Adelman was born in Lynwood, California, the son of Gladys (née Olsen) and Leonard Joseph "L. J." Adelman, who were from North Dakota and worked as teachers and farmers. Adelman began his basketball career in high school at Pius X High School in Downey, CA, then matriculated to collegiate stardom at Loyola University of Los Angeles, now known as Loyola Marymount University. In the 1968 NBA draft, he was selected by the San Diego Rockets (now the Houston Rockets) in the 7th round. He played two seasons in San Diego before being taken by the expansion Trail Blazers in the 1970 expansion draft; he then played three seasons in Portland. He also played for the Chicago Bulls, New Orleans (now Utah) Jazz, and the Kansas City/Omaha (now Sacramento) Kings. He ended his playing career in 1975.

Coaching career

Chemeketa Community College
From 1977 through to 1983, Adelman coached at Chemeketa Community College in Salem, Oregon.

Portland Trail Blazers
He was then hired by the Portland Trail Blazers (then coached by Jack Ramsay) as an assistant.
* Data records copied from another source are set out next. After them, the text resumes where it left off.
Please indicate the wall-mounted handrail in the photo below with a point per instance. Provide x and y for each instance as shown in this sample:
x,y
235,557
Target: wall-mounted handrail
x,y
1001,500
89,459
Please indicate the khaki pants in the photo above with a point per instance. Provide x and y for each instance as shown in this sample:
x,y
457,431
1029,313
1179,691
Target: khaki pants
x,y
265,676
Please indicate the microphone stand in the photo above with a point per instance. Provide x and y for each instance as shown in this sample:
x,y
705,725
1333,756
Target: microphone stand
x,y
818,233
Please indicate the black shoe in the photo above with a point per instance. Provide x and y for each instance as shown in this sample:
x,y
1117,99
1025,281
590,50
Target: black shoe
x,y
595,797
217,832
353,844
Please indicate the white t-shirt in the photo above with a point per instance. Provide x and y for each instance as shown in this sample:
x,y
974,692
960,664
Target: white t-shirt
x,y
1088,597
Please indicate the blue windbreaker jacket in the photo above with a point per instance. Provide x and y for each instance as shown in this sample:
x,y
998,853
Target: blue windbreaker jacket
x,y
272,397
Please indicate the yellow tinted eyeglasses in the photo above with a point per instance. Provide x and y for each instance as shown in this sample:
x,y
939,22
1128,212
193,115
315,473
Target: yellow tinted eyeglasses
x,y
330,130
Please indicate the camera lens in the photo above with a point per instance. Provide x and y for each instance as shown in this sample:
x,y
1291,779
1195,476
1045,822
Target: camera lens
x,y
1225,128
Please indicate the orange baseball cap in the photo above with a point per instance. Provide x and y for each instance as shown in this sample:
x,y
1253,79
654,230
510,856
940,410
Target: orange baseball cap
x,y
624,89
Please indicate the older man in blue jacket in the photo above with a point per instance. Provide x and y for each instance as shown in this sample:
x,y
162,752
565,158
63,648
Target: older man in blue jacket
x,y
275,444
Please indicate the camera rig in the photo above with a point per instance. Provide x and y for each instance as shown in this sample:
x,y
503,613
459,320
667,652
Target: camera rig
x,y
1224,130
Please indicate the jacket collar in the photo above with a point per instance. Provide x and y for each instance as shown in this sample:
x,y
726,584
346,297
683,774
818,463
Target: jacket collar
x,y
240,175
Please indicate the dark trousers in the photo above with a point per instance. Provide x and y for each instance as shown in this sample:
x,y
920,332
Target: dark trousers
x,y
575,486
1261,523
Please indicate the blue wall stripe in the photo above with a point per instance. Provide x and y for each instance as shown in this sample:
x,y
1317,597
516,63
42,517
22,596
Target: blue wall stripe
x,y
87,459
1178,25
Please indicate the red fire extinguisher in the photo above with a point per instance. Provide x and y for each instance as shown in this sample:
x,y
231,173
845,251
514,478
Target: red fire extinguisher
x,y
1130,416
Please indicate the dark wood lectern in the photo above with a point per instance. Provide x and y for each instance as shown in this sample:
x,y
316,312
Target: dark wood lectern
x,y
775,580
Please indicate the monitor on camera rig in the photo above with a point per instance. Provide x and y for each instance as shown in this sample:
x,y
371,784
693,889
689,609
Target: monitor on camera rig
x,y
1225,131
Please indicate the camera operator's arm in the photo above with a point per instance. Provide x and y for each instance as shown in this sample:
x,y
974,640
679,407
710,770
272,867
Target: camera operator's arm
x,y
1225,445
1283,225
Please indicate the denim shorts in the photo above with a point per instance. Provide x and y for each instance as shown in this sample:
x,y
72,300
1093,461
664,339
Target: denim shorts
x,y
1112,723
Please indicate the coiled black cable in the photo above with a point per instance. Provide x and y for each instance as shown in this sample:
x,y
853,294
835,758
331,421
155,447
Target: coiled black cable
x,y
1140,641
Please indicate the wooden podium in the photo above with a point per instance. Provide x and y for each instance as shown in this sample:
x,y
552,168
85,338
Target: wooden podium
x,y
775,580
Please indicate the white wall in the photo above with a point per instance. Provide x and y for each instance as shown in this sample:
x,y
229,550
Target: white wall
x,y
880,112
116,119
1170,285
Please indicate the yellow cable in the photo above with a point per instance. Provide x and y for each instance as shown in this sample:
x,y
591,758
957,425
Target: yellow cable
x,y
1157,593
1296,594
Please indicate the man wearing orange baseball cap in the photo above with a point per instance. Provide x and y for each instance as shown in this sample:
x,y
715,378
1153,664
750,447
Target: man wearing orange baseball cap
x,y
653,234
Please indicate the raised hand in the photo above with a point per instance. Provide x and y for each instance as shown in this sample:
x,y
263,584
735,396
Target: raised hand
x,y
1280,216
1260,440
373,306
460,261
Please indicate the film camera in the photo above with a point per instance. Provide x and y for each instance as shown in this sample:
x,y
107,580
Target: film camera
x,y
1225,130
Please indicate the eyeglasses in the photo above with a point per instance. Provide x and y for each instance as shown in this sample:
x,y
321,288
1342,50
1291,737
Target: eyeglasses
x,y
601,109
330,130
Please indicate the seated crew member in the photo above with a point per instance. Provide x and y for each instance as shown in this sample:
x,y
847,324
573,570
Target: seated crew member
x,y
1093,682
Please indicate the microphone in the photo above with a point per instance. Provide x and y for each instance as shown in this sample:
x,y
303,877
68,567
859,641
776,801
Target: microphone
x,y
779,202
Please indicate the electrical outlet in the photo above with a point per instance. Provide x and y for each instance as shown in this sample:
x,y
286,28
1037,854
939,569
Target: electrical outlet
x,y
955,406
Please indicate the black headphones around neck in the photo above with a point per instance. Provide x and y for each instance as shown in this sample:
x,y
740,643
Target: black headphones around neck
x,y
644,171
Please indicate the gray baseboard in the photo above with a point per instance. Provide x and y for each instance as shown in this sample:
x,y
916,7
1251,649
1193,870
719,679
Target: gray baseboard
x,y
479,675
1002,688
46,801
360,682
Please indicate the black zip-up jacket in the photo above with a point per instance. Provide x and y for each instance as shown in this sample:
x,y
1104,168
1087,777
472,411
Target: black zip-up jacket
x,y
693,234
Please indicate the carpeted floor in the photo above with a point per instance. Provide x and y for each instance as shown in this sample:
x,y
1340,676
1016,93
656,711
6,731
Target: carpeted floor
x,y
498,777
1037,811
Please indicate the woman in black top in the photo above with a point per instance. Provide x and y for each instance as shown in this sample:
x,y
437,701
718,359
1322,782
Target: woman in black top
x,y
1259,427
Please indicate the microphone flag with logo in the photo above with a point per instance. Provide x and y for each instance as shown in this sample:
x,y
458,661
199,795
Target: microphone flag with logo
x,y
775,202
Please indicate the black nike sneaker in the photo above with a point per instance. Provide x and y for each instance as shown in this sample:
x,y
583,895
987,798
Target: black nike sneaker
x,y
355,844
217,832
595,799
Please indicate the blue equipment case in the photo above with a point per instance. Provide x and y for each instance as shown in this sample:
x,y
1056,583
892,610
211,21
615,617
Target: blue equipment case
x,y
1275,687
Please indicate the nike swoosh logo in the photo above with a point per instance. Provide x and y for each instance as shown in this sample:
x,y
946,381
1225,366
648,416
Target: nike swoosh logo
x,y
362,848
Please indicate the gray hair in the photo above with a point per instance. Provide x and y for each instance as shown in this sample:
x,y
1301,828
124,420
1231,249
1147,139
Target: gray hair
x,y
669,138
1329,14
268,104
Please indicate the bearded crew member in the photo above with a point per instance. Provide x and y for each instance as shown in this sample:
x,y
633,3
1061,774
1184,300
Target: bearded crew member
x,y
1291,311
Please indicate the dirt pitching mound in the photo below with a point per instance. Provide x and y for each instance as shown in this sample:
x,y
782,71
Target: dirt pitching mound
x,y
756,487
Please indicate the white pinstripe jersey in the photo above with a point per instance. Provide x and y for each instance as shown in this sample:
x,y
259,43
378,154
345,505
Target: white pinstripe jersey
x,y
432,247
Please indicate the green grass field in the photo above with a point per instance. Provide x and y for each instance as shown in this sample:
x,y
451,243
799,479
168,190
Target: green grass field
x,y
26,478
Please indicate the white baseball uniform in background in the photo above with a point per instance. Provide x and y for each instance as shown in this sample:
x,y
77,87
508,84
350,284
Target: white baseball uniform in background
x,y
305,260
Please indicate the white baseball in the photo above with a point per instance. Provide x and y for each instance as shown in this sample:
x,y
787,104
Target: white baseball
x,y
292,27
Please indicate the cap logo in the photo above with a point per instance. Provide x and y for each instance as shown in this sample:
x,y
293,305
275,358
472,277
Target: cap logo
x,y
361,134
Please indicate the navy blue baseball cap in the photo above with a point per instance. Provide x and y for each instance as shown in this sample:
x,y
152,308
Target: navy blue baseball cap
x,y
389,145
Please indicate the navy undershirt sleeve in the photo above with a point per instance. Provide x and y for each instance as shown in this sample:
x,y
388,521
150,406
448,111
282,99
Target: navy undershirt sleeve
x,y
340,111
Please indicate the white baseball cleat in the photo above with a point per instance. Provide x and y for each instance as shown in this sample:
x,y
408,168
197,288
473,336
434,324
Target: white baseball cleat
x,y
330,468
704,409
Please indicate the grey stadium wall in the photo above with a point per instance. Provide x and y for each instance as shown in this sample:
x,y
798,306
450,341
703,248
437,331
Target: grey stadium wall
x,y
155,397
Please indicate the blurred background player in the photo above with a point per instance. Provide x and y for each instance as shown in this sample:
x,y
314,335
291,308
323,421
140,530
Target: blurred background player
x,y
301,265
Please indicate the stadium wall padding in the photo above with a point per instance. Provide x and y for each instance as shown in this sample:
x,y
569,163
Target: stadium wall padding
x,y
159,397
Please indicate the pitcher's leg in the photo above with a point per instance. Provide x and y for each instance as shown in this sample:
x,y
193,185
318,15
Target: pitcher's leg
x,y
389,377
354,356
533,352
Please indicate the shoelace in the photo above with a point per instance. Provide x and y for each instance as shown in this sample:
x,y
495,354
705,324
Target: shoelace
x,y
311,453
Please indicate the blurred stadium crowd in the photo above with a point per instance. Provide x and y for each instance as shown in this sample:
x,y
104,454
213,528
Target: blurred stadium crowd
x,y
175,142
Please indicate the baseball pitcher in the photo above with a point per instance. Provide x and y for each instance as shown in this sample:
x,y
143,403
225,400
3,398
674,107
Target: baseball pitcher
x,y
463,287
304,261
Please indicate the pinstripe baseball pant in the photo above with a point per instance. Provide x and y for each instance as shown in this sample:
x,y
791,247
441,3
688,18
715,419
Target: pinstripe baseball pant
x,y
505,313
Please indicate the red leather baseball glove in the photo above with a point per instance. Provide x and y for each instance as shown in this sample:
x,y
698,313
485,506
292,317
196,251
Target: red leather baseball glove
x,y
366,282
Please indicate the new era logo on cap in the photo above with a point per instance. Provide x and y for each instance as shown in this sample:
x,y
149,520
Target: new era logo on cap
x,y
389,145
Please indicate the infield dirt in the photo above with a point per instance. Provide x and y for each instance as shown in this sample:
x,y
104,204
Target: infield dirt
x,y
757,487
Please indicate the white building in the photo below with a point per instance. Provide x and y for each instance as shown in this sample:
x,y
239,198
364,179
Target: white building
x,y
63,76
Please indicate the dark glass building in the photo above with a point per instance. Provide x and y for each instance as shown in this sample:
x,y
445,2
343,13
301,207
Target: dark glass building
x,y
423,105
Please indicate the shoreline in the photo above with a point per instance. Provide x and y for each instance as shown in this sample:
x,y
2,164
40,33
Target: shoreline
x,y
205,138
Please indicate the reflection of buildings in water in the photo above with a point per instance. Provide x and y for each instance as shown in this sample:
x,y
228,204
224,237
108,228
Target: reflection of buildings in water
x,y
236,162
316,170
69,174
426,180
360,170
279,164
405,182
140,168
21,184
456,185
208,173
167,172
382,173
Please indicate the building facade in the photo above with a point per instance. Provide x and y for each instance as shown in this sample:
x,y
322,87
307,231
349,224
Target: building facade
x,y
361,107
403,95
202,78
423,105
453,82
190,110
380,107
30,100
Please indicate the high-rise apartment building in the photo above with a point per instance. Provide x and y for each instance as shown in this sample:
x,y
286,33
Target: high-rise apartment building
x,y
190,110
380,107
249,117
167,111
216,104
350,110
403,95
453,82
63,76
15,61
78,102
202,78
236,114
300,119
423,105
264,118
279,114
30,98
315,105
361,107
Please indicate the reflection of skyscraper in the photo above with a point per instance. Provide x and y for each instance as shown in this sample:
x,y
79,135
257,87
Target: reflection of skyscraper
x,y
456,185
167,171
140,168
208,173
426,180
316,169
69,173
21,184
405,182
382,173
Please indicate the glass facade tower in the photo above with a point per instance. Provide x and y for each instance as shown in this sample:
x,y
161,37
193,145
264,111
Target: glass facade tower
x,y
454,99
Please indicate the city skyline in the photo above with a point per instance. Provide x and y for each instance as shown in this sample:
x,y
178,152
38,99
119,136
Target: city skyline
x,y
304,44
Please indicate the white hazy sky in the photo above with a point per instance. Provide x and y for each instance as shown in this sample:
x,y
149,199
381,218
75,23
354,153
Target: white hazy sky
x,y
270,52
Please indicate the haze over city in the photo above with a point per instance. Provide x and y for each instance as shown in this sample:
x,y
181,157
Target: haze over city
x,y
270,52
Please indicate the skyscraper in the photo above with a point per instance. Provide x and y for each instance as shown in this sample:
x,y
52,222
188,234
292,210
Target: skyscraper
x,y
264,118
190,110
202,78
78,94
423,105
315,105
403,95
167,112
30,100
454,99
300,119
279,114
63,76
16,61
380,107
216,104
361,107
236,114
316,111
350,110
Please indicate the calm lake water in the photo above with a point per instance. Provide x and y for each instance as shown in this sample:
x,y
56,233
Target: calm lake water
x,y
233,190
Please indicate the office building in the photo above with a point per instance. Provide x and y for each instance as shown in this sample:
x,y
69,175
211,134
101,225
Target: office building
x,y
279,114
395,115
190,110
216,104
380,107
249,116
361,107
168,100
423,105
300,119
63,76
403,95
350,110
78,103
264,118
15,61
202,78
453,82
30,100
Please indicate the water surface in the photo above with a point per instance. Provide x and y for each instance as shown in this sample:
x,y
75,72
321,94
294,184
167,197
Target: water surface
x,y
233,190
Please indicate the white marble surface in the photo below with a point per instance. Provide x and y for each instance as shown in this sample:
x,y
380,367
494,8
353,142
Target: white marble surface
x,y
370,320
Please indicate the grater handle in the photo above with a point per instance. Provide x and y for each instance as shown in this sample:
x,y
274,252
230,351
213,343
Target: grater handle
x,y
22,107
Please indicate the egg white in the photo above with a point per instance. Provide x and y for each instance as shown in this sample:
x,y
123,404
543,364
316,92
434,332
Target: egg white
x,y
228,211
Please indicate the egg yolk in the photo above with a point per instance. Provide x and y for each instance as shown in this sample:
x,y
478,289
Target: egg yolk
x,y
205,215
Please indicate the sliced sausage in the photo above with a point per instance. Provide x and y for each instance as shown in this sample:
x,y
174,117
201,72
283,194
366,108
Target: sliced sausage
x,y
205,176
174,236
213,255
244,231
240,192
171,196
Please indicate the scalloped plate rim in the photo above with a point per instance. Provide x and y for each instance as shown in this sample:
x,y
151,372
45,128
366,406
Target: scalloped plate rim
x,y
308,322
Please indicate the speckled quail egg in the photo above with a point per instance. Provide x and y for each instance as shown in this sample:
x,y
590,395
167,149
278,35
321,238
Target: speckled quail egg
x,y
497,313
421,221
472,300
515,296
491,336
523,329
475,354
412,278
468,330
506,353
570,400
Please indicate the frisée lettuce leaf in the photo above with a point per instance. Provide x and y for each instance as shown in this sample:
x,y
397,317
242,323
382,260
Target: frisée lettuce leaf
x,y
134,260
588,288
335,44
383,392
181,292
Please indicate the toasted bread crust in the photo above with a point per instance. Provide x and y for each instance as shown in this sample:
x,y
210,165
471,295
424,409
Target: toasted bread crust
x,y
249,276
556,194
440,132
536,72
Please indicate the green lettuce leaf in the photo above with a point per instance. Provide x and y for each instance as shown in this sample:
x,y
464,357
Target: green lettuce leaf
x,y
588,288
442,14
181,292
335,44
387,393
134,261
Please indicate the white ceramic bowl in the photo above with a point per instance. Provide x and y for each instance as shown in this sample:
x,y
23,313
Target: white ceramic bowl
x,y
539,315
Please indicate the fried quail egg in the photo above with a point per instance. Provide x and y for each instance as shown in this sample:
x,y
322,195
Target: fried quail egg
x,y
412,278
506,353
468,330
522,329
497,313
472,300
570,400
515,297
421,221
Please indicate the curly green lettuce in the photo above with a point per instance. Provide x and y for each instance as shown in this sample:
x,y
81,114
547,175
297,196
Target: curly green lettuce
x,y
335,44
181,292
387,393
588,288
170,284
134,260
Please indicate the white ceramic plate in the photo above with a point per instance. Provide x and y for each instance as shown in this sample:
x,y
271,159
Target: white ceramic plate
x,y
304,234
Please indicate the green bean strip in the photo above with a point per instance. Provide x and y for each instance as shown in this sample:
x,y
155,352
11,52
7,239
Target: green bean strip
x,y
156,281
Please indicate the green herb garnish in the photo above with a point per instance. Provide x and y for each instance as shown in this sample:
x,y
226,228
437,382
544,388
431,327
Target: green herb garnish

When Ramsay was fired and replaced with Mike Schuler in 1986, Adelman was retained; when Schuler was in turn fired during the 1988–89 season, Adelman was promoted to interim coach. After leading the team into the playoffs that year (despite a 39–43 record), Adelman was given the coaching position on a full-time basis in the 1989 off-season.

The next three years were quite successful for Adelman and the Trail Blazers; the team went to the NBA Finals in 1990 and 1992 (losing to the Detroit Pistons and the Chicago Bulls respectively) and went to the Western Conference finals in 1991 (losing to the Los Angeles Lakers). Adelman spent two more years with the team, but was dismissed after the 1993–1994 season.

Golden State Warriors
In 1995, Adelman was hired as the head coach of the Golden State Warriors. He was unable to duplicate his success in Portland, and was fired after only two years with the team.

Sacramento Kings
After a year's absence from the sidelines, Adelman was hired by the Sacramento Kings in 1998. Under Adelman's guidance, the Kings were one of the most successful teams in the Western Conference, qualifying for the playoffs every year of his Sacramento career.

During the Kings' 2000 playoff run, they met Phil Jackson's Los Angeles Lakers. Adelman questioned Jackson's motivational techniques when it was learned that Jackson compared Adelman to Adolf Hitler.

In 2002, the Kings made a serious run for the NBA Finals. After clinching the first seed in the competitive Western Conference, the Kings blazed through the opening two rounds but lost to the Lakers in a controversial series with noticeably lopsided officiating in favor of the Lakers.

In 2006, Adelman (in the final year of his contract) led the Kings to the playoffs. Despite the team struggling early in the regular season, the Kings rebounded and qualified for the playoffs as the #8 seed. Although competitive, they were defeated 4–2 by the defending champion San Antonio Spurs.  Adelman's contract with the Kings expired at the end of the 2005–2006 season. On May 9, it was reported by the Sacramento Bee that his contract would not be renewed. The Kings have yet to reach the playoffs - or post a winning record - since.

Houston Rockets
The Houston Rockets brought in Adelman as their new head coach five days after the dismissal of Jeff Van Gundy on May 18, 2007. Van Gundy had taken the Rockets to three playoff appearances in four years with no series victories. In his first season as head coach, Adelman guided the Rockets to a 22-game winning streak from January through March 2008, the third-longest winning streak in NBA history. However, they lost in the first round in six games.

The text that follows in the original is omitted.